Erstellt am 16. Mai 2017, 01:15

von Christine Haiderer

Nicht verurteilen, sondern verstehen. Die Kremser Tage widmen sich dem Thema „Flucht – Migration – Integration – Solidarität“.

Wenn verschiedene Kulturen aufeinandertreffen, etwa durch Verfolgung, Flucht und Migration, bringt das Herausforderungen mit sich, aber auch Chancen.  |  Frank Gaertner/Shutterstock.com

Warum braucht man Heimat? Warum Zugehörigkeit? Was heißt es, Heimat zu verlieren? Um „Flucht – Migration – Integration – Solidarität“, um Herausforderungen und Chancen in Zeiten globaler Krisen geht es heuer bei den Kremser Tagen am 2. und 3. Juni.

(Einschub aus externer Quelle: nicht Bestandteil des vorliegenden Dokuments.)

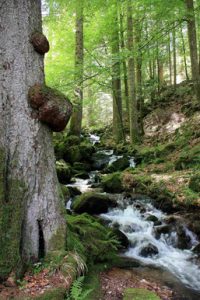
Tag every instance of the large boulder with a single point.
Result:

Flucht, Migration, Integration, Solidarität … es ist ein beidseitiger Prozess, der in vielen Punkten schwierig ist, so Christoph Pieh, der wissenschaftliche Leiter des Symposiums des Departments für Psychotherapie und Biopsychosoziale Gesundheit der Donau-Uni Krems. Doch: „Ich sehe es auch als Chance.“ Die Chance, Offenheit entstehen zu lassen, die Chance, voneinander zu lernen, die Chance, die Perspektive zu wechseln. Das gilt für alle.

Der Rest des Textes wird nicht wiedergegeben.